Data Driven Insights into Composition Property Relationships in FCC High Entropy Alloys
This work addresses the problem of limited predictive modeling for HEAs in aerospace, automotive, and defense industries, but it is incremental as it builds on existing methods with specific improvements.
The study tackled the challenge of predicting mechanical properties in FCC High Entropy Alloys (HEAs) by developing encoder-decoder models that map alloy composition to properties, achieving competitive or superior performance compared to conventional regressors, especially for yield strength and the UTS/YS ratio.

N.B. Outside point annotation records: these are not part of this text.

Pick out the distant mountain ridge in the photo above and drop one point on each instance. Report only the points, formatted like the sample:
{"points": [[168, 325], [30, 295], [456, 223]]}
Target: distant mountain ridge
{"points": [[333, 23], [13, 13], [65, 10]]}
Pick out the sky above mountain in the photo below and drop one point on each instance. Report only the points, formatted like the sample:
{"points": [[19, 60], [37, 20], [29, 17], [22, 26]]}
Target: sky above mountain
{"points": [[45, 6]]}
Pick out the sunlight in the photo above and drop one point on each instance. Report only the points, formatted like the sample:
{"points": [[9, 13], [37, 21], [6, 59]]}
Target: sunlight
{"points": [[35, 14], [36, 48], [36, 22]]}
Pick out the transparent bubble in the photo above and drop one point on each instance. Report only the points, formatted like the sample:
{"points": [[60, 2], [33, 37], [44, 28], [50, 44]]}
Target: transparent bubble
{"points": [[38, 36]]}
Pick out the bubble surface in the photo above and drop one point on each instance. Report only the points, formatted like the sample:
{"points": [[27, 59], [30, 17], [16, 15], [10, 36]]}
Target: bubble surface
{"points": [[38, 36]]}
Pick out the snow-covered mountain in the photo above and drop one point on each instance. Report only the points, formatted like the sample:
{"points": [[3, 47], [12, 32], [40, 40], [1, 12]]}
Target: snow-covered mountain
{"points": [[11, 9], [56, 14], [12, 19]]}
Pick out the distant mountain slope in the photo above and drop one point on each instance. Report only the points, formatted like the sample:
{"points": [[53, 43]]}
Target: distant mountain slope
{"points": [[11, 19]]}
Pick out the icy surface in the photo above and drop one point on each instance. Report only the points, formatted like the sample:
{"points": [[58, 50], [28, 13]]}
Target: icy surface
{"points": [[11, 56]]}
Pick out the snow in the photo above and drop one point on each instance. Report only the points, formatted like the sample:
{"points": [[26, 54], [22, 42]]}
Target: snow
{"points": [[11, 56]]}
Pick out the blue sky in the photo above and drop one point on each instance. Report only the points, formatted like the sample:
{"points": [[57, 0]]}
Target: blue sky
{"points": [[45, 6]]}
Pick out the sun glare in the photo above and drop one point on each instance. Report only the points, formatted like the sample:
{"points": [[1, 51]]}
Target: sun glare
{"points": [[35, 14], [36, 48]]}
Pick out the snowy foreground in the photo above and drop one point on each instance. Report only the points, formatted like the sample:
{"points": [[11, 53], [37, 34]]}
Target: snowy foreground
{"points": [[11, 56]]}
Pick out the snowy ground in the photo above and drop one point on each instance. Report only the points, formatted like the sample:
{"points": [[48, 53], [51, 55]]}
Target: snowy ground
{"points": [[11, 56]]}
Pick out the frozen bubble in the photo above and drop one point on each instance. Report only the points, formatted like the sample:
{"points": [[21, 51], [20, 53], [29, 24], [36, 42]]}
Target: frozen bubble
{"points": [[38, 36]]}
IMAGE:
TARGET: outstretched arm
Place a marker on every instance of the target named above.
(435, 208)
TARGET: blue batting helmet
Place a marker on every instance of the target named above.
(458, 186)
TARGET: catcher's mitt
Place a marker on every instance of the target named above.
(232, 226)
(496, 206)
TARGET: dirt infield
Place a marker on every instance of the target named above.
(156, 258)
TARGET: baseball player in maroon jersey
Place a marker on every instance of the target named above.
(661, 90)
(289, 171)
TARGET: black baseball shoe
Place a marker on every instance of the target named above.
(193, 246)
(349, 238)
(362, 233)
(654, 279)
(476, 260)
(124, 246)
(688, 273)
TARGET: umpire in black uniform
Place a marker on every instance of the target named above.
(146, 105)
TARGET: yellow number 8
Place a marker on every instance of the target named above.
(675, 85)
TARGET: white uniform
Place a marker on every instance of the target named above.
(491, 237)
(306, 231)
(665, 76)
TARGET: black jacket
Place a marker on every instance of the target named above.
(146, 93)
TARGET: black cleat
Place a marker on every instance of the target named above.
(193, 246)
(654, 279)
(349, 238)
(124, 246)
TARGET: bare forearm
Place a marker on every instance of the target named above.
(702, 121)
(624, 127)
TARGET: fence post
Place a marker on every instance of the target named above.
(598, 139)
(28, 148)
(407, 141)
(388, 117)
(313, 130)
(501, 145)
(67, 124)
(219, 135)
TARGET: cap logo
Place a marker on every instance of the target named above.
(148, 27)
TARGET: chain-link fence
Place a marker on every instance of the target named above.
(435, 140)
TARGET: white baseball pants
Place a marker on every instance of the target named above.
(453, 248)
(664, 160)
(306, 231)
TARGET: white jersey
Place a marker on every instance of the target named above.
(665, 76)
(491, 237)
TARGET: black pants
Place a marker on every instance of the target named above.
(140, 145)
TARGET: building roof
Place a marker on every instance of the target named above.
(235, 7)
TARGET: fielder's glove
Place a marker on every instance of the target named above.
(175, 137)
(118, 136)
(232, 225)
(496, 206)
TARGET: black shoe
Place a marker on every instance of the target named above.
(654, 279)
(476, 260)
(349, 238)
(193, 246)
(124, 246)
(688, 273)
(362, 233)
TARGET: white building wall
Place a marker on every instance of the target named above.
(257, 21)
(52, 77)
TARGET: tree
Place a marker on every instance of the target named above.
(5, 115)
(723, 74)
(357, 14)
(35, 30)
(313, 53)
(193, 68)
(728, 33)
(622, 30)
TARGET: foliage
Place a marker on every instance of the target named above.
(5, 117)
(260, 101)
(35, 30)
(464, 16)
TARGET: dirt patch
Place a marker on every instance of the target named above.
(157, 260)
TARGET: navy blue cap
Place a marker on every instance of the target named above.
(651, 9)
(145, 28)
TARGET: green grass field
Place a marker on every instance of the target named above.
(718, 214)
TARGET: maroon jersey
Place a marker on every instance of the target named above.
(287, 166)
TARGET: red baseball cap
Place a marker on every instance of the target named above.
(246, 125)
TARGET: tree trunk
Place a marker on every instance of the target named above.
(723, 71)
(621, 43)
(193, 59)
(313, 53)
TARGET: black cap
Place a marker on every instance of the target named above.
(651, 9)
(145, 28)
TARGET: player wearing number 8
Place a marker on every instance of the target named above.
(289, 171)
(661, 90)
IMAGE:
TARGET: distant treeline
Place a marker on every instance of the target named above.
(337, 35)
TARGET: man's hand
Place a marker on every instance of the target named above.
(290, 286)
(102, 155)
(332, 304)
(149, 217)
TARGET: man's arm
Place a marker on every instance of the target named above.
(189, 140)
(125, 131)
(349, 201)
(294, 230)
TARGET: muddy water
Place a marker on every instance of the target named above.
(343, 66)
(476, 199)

Structural High Entropy Alloys (HEAs) are crucial in advancing technology across various sectors, including aerospace, automotive, and defense industries. However, the scarcity of integrated chemistry, process, structure, and property data presents significant challenges for predictive property modeling. Given the vast design space of these alloys, uncovering the underlying patterns is essential yet difficult, requiring advanced methods capable of learning from limited and heterogeneous datasets. This work presents several sensitivity analyses, highlighting key elemental contributions to mechanical behavior, including insights into the compositional factors associated with brittle and fractured responses observed during nanoindentation testing in the BIRDSHOT center NiCoFeCrVMnCuAl system dataset. Several encoder decoder based chemistry property models, carefully tuned through Bayesian multi objective hyperparameter optimization, are evaluated for mapping alloy composition to six mechanical properties. The models achieve competitive or superior performance to conventional regressors across all properties, particularly for yield strength and the UTS/YS ratio, demonstrating their effectiveness in capturing complex composition property relationships.